- Born: San Bernardino, California, U.S.
- Occupations: Actor, screenwriter, film director, producer
- Website: fairwayfilmalliance.com

= Kirk Harris =

American actor

Kirk Harris is an American actor-filmmaker who has been the lead actor in several films that have had arthouse theatrical releases in the U.S.

Harris starred in the 2013 western thriller A Sierra Nevada Gunfight (originally titled The Sorrow) by director Vernon Mortensen. The film was shot in the mountains of Eastern San Diego county. The film was written by Mortensen and Johnny Harrington.

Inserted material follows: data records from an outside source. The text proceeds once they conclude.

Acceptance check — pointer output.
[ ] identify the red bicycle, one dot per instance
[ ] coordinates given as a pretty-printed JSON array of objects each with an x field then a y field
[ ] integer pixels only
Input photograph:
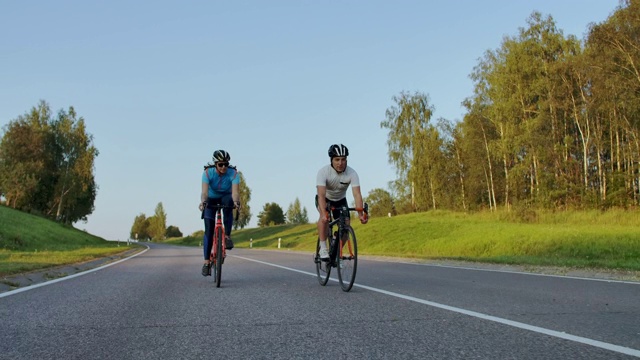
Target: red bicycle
[{"x": 218, "y": 250}]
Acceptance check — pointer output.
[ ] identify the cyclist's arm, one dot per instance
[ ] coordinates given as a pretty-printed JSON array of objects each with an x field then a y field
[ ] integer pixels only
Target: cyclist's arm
[
  {"x": 235, "y": 193},
  {"x": 322, "y": 201},
  {"x": 204, "y": 195},
  {"x": 357, "y": 196}
]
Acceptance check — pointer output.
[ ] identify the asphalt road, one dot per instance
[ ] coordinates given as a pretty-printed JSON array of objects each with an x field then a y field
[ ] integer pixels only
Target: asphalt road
[{"x": 157, "y": 305}]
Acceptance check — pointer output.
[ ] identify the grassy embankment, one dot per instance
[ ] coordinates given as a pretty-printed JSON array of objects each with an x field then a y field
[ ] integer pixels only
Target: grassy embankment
[
  {"x": 589, "y": 239},
  {"x": 577, "y": 239},
  {"x": 29, "y": 242}
]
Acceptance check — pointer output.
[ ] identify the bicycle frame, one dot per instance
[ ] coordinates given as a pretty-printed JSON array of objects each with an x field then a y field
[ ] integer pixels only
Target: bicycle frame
[
  {"x": 341, "y": 222},
  {"x": 345, "y": 259},
  {"x": 218, "y": 250}
]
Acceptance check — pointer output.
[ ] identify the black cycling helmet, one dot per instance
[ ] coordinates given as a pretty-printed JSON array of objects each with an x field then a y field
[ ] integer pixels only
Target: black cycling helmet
[
  {"x": 221, "y": 155},
  {"x": 337, "y": 150}
]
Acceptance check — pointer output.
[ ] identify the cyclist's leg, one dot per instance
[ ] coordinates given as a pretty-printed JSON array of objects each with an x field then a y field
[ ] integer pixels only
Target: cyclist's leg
[
  {"x": 227, "y": 200},
  {"x": 323, "y": 230},
  {"x": 209, "y": 225}
]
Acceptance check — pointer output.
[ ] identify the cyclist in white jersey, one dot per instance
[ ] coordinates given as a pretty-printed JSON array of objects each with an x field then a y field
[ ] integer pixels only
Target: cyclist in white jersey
[{"x": 332, "y": 183}]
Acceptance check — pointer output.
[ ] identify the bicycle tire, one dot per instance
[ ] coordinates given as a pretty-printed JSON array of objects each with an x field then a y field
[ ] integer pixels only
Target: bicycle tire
[
  {"x": 323, "y": 268},
  {"x": 348, "y": 262},
  {"x": 218, "y": 260}
]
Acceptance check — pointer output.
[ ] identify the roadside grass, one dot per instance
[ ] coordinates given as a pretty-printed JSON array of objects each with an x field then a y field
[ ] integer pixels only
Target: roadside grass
[
  {"x": 29, "y": 243},
  {"x": 577, "y": 239}
]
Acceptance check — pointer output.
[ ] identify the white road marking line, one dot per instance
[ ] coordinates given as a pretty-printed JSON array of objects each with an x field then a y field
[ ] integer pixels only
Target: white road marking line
[{"x": 537, "y": 329}]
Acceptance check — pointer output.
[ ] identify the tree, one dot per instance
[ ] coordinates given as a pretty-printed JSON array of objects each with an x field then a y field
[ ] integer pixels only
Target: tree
[
  {"x": 23, "y": 158},
  {"x": 173, "y": 231},
  {"x": 380, "y": 203},
  {"x": 296, "y": 215},
  {"x": 140, "y": 228},
  {"x": 47, "y": 165},
  {"x": 75, "y": 189},
  {"x": 409, "y": 131},
  {"x": 271, "y": 214},
  {"x": 245, "y": 210},
  {"x": 158, "y": 223}
]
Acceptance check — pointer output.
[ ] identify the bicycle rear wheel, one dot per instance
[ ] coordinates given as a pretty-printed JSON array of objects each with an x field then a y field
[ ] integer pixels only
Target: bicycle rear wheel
[
  {"x": 348, "y": 260},
  {"x": 323, "y": 268},
  {"x": 218, "y": 260}
]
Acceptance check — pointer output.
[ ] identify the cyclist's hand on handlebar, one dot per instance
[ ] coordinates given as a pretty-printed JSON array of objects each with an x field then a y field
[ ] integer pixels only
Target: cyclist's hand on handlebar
[{"x": 364, "y": 218}]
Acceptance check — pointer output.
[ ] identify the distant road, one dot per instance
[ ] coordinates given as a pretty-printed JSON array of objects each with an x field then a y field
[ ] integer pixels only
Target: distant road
[{"x": 158, "y": 306}]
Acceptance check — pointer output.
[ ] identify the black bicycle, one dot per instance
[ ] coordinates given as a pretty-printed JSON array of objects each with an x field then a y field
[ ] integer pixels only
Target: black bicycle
[{"x": 343, "y": 250}]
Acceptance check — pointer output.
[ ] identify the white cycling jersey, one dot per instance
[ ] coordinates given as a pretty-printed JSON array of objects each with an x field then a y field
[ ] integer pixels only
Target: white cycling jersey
[{"x": 337, "y": 183}]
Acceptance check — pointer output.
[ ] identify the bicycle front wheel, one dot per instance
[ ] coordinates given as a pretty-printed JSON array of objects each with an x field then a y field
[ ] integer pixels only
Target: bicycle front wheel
[
  {"x": 219, "y": 236},
  {"x": 348, "y": 259},
  {"x": 323, "y": 268}
]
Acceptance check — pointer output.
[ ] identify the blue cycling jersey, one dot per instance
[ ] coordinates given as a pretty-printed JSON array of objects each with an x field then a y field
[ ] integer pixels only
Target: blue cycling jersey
[{"x": 220, "y": 184}]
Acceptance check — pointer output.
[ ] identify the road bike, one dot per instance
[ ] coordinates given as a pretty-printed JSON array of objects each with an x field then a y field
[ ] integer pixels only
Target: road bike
[
  {"x": 218, "y": 250},
  {"x": 343, "y": 249}
]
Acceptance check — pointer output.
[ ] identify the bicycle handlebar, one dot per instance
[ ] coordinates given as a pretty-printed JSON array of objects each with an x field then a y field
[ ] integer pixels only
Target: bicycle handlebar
[{"x": 220, "y": 207}]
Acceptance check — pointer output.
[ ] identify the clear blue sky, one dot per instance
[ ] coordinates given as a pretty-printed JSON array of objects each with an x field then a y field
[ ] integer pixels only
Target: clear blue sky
[{"x": 161, "y": 84}]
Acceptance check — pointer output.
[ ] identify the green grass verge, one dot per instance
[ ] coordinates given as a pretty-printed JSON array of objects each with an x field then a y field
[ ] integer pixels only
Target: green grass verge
[{"x": 29, "y": 242}]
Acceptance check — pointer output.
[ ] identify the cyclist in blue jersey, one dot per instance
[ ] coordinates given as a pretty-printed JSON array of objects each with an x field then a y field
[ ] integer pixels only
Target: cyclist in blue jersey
[
  {"x": 220, "y": 186},
  {"x": 332, "y": 183}
]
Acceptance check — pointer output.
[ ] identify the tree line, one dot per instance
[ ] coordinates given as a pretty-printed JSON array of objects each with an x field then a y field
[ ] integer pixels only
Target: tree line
[
  {"x": 553, "y": 122},
  {"x": 47, "y": 165}
]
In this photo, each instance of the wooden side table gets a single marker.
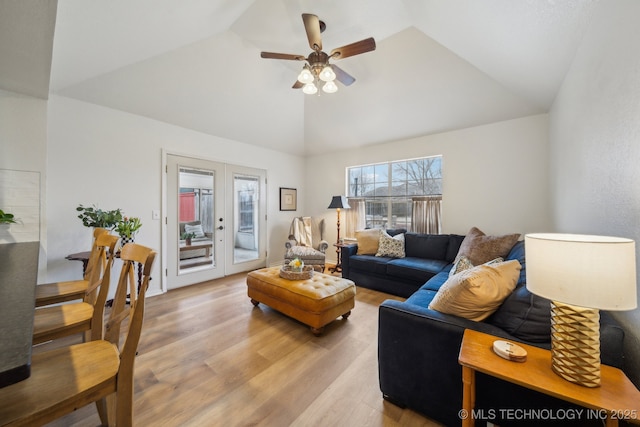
(616, 398)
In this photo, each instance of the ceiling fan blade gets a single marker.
(312, 26)
(366, 45)
(288, 56)
(342, 76)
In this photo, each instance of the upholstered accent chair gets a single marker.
(306, 242)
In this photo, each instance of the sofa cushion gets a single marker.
(430, 246)
(369, 263)
(436, 281)
(415, 269)
(422, 297)
(478, 292)
(391, 246)
(525, 316)
(480, 248)
(368, 241)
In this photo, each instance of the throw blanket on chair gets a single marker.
(301, 230)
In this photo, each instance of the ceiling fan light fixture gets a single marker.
(305, 76)
(310, 89)
(330, 87)
(327, 74)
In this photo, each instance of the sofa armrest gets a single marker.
(418, 358)
(345, 252)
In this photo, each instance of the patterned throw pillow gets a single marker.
(480, 248)
(368, 241)
(477, 293)
(391, 246)
(464, 263)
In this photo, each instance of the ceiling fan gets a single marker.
(317, 70)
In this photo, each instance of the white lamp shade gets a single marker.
(582, 270)
(327, 74)
(309, 89)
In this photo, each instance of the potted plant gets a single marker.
(127, 229)
(92, 216)
(187, 238)
(6, 219)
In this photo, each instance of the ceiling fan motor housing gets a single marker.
(317, 61)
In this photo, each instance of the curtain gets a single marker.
(354, 217)
(426, 214)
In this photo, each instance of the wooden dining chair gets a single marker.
(57, 292)
(101, 371)
(87, 316)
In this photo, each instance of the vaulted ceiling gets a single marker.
(439, 64)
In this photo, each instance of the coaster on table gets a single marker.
(509, 351)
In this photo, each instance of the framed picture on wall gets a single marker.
(288, 199)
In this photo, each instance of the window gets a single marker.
(388, 189)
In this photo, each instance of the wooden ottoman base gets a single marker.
(315, 302)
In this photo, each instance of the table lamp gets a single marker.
(339, 202)
(580, 274)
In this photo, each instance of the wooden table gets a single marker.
(616, 398)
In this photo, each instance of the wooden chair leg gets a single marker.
(101, 406)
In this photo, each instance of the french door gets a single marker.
(215, 221)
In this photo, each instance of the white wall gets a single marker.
(113, 159)
(23, 154)
(495, 177)
(595, 140)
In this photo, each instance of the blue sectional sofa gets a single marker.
(425, 256)
(418, 347)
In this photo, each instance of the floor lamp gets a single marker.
(580, 274)
(337, 203)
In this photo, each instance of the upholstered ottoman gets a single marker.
(315, 302)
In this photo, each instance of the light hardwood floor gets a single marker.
(207, 357)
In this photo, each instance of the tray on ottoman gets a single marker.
(315, 302)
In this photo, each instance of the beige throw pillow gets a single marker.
(480, 248)
(477, 293)
(368, 241)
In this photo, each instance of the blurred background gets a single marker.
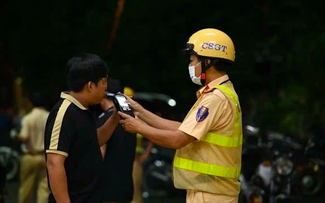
(278, 75)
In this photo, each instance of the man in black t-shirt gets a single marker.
(72, 141)
(118, 154)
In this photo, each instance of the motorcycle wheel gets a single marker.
(10, 160)
(157, 181)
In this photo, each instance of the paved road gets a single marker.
(14, 186)
(13, 191)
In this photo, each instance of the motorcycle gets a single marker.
(2, 183)
(157, 178)
(308, 178)
(10, 157)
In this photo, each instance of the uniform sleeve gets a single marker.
(205, 116)
(24, 133)
(60, 133)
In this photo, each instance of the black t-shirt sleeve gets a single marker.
(104, 117)
(60, 132)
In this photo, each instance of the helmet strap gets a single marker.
(205, 67)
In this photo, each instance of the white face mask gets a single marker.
(195, 79)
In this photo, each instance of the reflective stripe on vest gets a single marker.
(226, 141)
(205, 168)
(139, 149)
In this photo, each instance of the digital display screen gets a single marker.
(123, 102)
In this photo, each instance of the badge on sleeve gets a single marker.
(202, 114)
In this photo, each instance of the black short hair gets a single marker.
(114, 85)
(85, 68)
(37, 99)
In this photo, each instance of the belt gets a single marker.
(34, 153)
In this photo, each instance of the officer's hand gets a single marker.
(129, 123)
(135, 106)
(143, 157)
(115, 114)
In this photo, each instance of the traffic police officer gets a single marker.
(209, 141)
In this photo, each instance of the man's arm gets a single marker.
(156, 121)
(23, 135)
(105, 132)
(168, 138)
(103, 150)
(175, 139)
(57, 177)
(146, 154)
(151, 118)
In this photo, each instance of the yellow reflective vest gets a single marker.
(193, 164)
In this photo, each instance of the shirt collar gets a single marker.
(211, 85)
(66, 95)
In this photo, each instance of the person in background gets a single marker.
(33, 168)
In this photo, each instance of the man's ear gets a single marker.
(207, 61)
(89, 86)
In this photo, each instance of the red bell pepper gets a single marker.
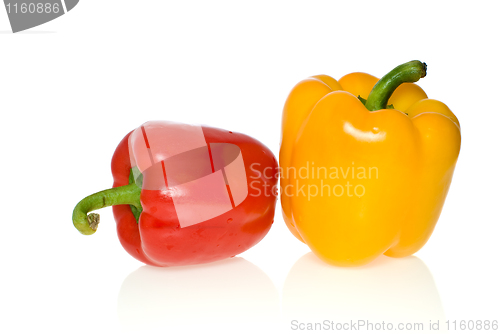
(186, 195)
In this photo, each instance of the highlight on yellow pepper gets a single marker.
(365, 164)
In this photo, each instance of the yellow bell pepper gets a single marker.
(365, 164)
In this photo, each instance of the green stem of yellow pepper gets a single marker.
(411, 71)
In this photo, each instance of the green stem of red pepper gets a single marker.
(411, 71)
(87, 223)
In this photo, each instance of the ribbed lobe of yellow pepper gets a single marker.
(402, 166)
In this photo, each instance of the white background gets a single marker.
(72, 88)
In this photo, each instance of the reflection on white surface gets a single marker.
(389, 290)
(230, 293)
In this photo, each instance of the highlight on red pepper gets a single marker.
(186, 194)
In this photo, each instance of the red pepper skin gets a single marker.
(159, 240)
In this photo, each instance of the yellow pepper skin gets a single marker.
(358, 181)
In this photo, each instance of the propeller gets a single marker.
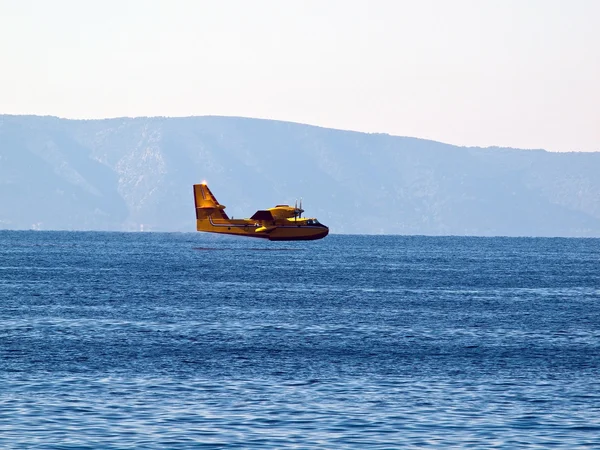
(298, 211)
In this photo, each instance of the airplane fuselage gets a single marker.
(281, 223)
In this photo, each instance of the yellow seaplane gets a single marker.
(282, 223)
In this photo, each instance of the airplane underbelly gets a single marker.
(298, 233)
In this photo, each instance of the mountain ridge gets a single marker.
(129, 173)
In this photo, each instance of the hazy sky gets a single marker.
(523, 73)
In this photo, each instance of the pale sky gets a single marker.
(516, 73)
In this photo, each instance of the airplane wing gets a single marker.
(262, 215)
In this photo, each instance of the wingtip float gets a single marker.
(281, 223)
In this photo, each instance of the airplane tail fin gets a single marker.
(206, 204)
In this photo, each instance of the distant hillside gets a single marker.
(120, 174)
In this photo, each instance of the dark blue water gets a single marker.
(112, 340)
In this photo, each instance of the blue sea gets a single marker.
(191, 340)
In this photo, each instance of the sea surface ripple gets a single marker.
(187, 340)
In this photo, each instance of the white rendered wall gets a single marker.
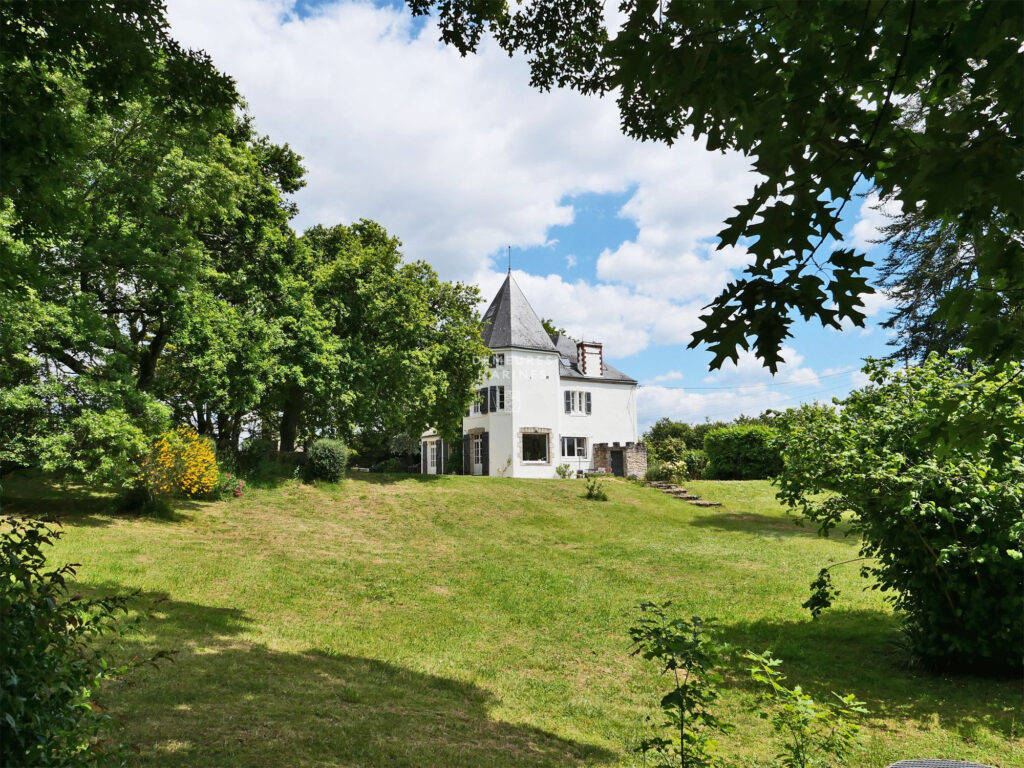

He also starred in The Kid: Chamaco, which was shot in Mexico City by Mexican director and producer Miguel Necoechea. The film was written by Harris, Necoechea and Canadian filmmaker Carl Bessai. A former amateur boxer, Harris played a boxer on-screen for the first time. The film made its United States premiere at the 2010 Palm Springs International Film Festival. The film premiered in theaters in late 2010 and was chosen as a Critics Pick by The New York Times, Chicago Tribune, and Los Angeles Times.

Harris' credits include: The Violent Kind, Intoxicating, Hard Luck, My Sweet Killer, and Harris' own directorial debut, Loser (1996; with Peta Wilson). He was awarded the Best Breakthrough Performance Winner at the Method Fest Independent Film Festival. As a writer, Harris has had five of his screenplays make it to the screen. He also founded Rogue Arts, a film distribution and production company, whose titles include: Three Days of Rain, Flickering Lights, and Con Man.

==Family films==
Harris is also known for directing animal related family films such as Bernie the Dolphin, a 2018 Canadian adventure drama film starring Patrick Muldoon and Kevin Sorbo and the service dog family drama Dakota.

The first Bernie the Dolphin film spawned a sequel titled Bernie the Dolphin 2 (2019), also directed by Harris.